As onshore operations are more diverse, it covers training, CAT, HEMS, Police, SAR and GA operations -http://publicapps.caa.co.uk/modalapplication.aspx?catid=1&pagetype=65&appid=11&mode=detail&id=9304 . Due to the diverse nature of onshore operations, it might be more difficult to focus on specific industry issues as there will be major differences between the various types of operation. However, one interesting element of the study is the proposed adoption of the principles in the EUROCONTROL White Paper entitled “From Safety I to Safety II”. This basically focuses on the large number of occasions when things go right and not on the very small number of occasions when things go wrong. In some ways, this is similar to the approach we took when defining the HTAWS envelopes in CAP 1519, where we attempted to define “normality” and then warned the crew when things were abnormal.
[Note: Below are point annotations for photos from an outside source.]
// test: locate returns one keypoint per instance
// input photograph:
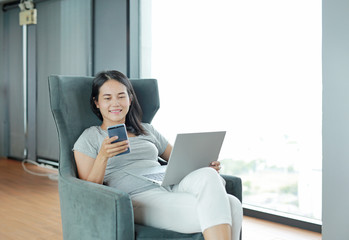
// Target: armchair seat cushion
(150, 233)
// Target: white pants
(198, 202)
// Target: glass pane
(252, 68)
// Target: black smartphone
(120, 131)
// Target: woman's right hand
(109, 149)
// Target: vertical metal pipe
(25, 89)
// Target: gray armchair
(94, 211)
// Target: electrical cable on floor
(52, 176)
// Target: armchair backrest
(70, 105)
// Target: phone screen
(120, 131)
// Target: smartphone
(120, 131)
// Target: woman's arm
(93, 170)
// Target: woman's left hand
(216, 165)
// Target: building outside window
(252, 68)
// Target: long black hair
(134, 115)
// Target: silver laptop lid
(190, 152)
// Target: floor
(29, 209)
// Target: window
(252, 68)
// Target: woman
(198, 203)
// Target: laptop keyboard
(155, 176)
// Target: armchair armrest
(94, 211)
(233, 186)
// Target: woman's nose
(116, 102)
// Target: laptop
(190, 152)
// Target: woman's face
(113, 103)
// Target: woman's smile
(113, 103)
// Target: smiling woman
(113, 103)
(184, 207)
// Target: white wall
(335, 119)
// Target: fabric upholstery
(89, 210)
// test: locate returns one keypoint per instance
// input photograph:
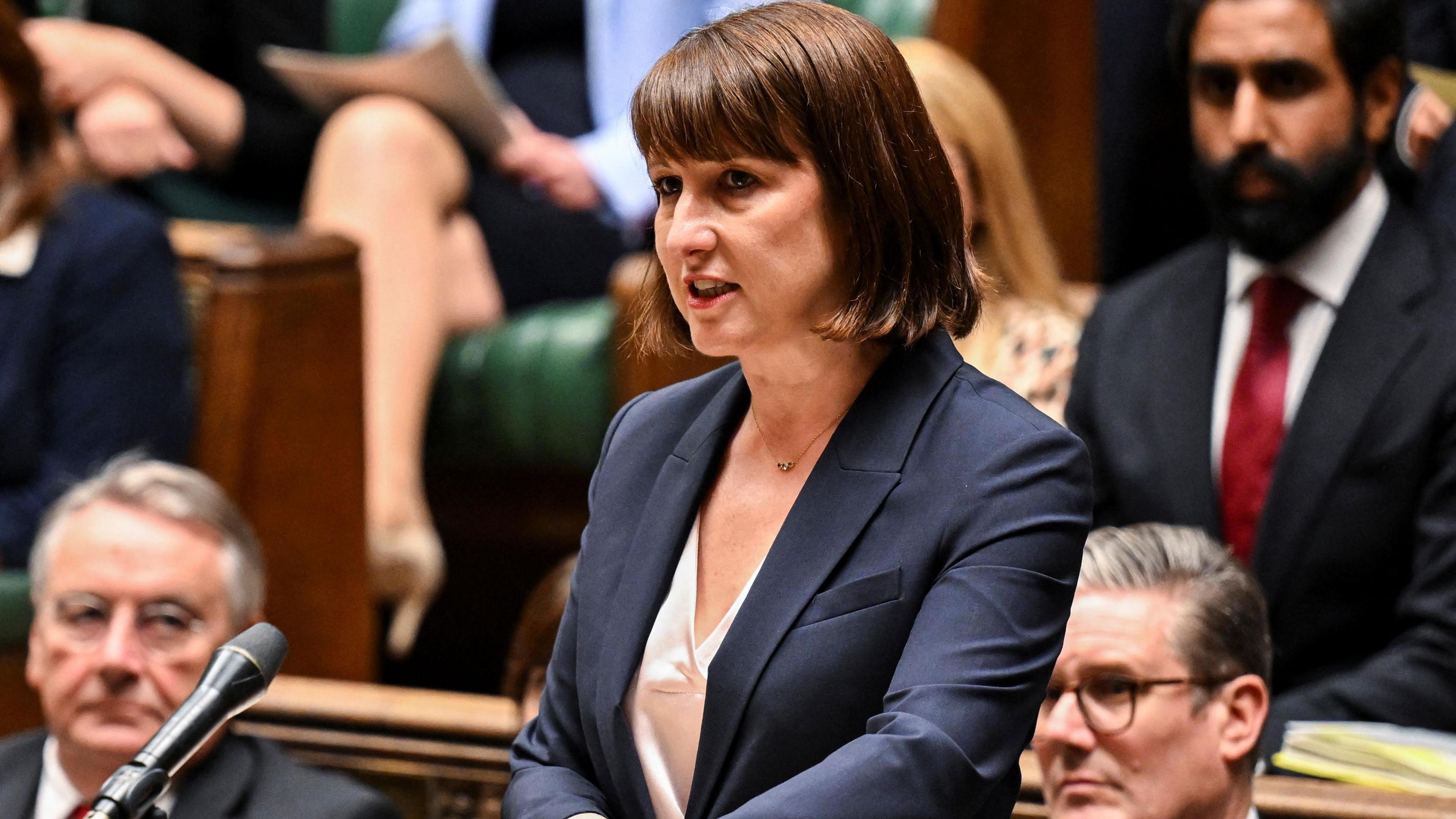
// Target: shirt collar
(18, 250)
(1326, 267)
(59, 798)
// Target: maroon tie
(1256, 428)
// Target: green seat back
(896, 18)
(356, 25)
(15, 610)
(184, 196)
(533, 391)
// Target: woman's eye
(739, 180)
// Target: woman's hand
(1429, 123)
(126, 133)
(548, 162)
(81, 59)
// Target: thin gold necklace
(787, 465)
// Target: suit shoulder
(287, 788)
(673, 407)
(1163, 278)
(21, 747)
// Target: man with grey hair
(1156, 703)
(137, 576)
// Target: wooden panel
(1042, 57)
(437, 755)
(282, 428)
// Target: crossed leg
(392, 178)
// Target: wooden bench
(445, 755)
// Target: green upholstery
(188, 197)
(896, 18)
(15, 610)
(533, 391)
(355, 28)
(356, 25)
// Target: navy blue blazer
(894, 649)
(94, 356)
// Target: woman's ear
(1246, 706)
(1382, 94)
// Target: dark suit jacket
(94, 356)
(223, 37)
(242, 779)
(1357, 546)
(893, 652)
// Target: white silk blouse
(664, 706)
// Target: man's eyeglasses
(164, 627)
(1109, 703)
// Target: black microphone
(238, 677)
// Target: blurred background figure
(177, 86)
(535, 639)
(1288, 381)
(1148, 203)
(139, 575)
(94, 342)
(452, 241)
(1158, 698)
(1027, 339)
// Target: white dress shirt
(666, 701)
(1326, 269)
(59, 798)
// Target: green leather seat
(896, 18)
(535, 391)
(15, 610)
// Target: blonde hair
(1010, 238)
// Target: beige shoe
(408, 568)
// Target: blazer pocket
(852, 596)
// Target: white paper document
(462, 93)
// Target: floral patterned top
(1030, 347)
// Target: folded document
(1372, 754)
(462, 93)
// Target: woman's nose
(692, 231)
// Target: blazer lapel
(1184, 362)
(21, 780)
(656, 549)
(1372, 336)
(860, 467)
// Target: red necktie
(1256, 428)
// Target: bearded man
(1289, 384)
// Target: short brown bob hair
(34, 130)
(795, 78)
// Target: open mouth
(710, 289)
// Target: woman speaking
(829, 581)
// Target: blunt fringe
(795, 82)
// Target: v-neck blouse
(666, 701)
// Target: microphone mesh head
(265, 645)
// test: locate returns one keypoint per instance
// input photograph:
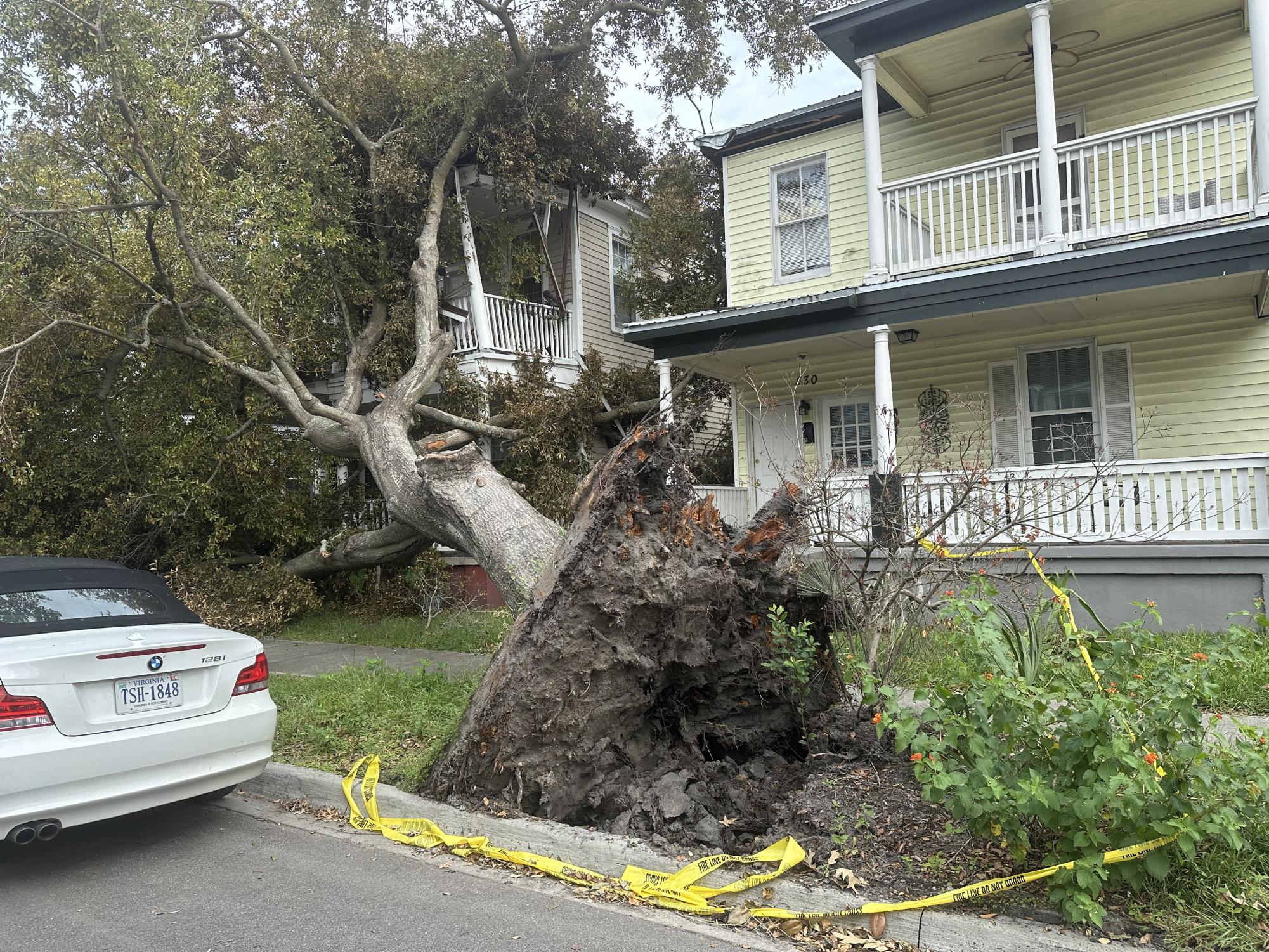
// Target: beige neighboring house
(1061, 207)
(573, 305)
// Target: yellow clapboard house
(1047, 221)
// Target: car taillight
(18, 712)
(254, 678)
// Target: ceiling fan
(1064, 55)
One of the accidents referenced in CAP 1864 is to G-SPAO, an EC 135 which suffered a double engine flameout and impacted the Clutha Vaults in Glasgow on the 29th November 2013, resulting in 10 deaths. I was an expert witness for the Crown and Procurator Fiscal’s Office for this case. The Sheriff Principal’s report is available online https://www.scotcourts.gov.uk/docs/default-source/cos-general-docs/pdf-docs-for-opinions/2019fai46.pdf?sfvrsn=0. Two of the four safety recommendations made by the AAIB include recommendations on the installation of flight recorders to police helicopters, something the Regulations do not currently require. Flight and cockpit voice recorder data would have been helpful in this accident, as it would be with many other Part 27 helicopter accidents. A recent article by EASA seems to support the fitment of recorders to small helicopters, although stop short of mandating them https://www.easa.europa.eu/flight-recorders-light-helicopters. A few years ago, I was involved in an investigation into a fatal accident involving a Bell 407 which crashed in poor weather in Louisiana. The Appareo recording system fitted, although not connected to any aircraft instrumentation, provided invaluable data which allowed us to determine the cause of the accident.